I recently wrote a blog titled Defining Metrics for Change Management in which I explained how you can create KPIs that support what you are trying to achieve. A number of people contacted me after reading that blog to ask for examples of how to derive KPIs for other ITSM processes. I decided to write this blog about problem management KPIs because this is one process where many organizations I have worked with had very poor KPIs. Remember you shouldn’t just copy the outcomes, critical success factors (CSFs) and KPIs that I am describing here, you should use them to understand the approach and methodology I have used, and then think about what is important to you and derive metrics that measure the things you care about.

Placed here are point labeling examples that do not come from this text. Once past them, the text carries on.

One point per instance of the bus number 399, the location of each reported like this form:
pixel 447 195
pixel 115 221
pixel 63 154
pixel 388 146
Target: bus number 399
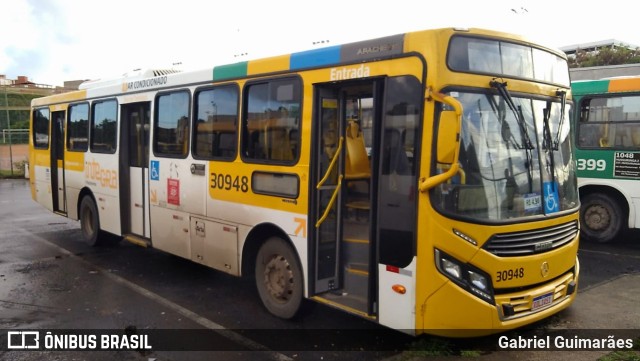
pixel 592 164
pixel 229 182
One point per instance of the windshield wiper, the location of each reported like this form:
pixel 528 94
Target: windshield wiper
pixel 517 111
pixel 563 102
pixel 549 145
pixel 501 87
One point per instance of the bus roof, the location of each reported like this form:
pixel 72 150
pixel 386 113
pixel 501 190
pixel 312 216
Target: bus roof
pixel 611 85
pixel 350 53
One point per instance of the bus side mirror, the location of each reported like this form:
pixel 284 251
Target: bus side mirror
pixel 448 137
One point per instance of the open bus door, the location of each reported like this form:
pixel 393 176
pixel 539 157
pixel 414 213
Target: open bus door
pixel 57 162
pixel 342 246
pixel 134 161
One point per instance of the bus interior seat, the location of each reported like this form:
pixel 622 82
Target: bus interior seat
pixel 357 165
pixel 395 156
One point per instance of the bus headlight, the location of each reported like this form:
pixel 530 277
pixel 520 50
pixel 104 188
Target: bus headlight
pixel 470 278
pixel 452 268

The first step to defining good KPIs is to identify the objectives of problem management, what outcomes does problem management help us to achieve? For me there are two key outcomes of a good problem management process:
- Reducing the number of incidents that occur
- Reducing the business impact of incidents that can’t be avoided
We could just measure the number of incidents and the overall business impact of incidents. These would certainly be valuable things to know, but I’m not sure they’d show how well problem management has been working, because so many other factors could have contributed. So I will break these down a bit and identify some problem management CSFs that could contribute to these outcomes:
- Identify problems that have caused multiple incidents
- Implement workarounds that reduce the impact of incidents
- Initiate changes that reduce the number of incidents
It’s worth noting that I didn’t mention root cause analysis (RCA). I see many problem management people who only think about RCA, but this doesn’t actually deliver any benefit, it’s just a technique that we use in problem management. The worst problem management KPIs that I see are “Average time to root cause”, “Percentage of problems with RCA complete in 3 days”, or similar. These KPIs drive behaviours that we really don’t want, by encouraging problem management people to declare that they have found “the” root cause of a complex situation rather than continuing to analyse and understand it even after they have identified one significant contributory factor.

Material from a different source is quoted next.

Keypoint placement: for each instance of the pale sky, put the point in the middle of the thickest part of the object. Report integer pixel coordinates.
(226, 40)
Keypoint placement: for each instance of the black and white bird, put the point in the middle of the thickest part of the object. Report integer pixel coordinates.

One of my customers has a process for prioritising problems that takes account of the frequency and business impact of the problem, including the mitigation provided by any workarounds that are in place. They then have a KPI of “Average time to reduce problems to P3 priority.” This reduction can be achieved by resolving the problem, or by implementing a good workaround. The point is that they are measuring problem management based on how well they are reducing pain to the business. I’m not going to suggest that KPI here because it requires a fairly sophisticated approach to problem prioritisation, which not many IT organizations can achieve, but if you can measure this then it’s certainly something you could think about.
Here are some suggested KPIs that might help to demonstrate the CSFs I have listed above. Remember you shouldn’t just copy these – use a similar process to identify KPIs that will measure what you care about.

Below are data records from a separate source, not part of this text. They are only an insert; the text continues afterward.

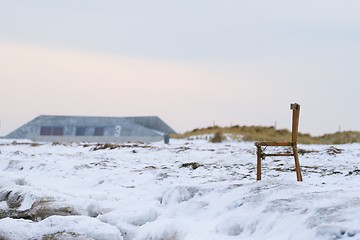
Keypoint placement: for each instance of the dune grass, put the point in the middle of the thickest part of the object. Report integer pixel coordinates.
(261, 133)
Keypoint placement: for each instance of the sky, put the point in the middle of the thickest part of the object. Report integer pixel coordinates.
(192, 63)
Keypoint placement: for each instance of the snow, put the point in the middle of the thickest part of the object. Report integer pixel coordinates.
(188, 189)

CSF1 - Identify problems that have caused multiple incidents
- Increased percentage of incidents associated with a problem record or known error
- Top 5 problem report created every month
CSF2 - Implement workarounds that reduce the impact of incidents
- Increased percentage of incidents for which a knowledge base article provided the solution
- Increased percentage of incidents closed by users using self-service incident management
- Reduced impact of incidents associated with previous months’ top 5 problems
CSF3 - Initiate changes that reduce the number of incidents
- Reduced number of incidents associated with previous months’ top 5 problems
- Reduced backlog of outstanding problems
I have worded these KPIs as “Increased…” or “Reduced…” because I don’t have the data needed to set explicit targets. As you make use of metrics like these you can put in place numerical targets, based on the baseline that you create when you first start measuring and reporting.
How well do your problem management metrics measure what your customers care about? Is it time to review your problem management KPIs and align them with your CSFs and objectives?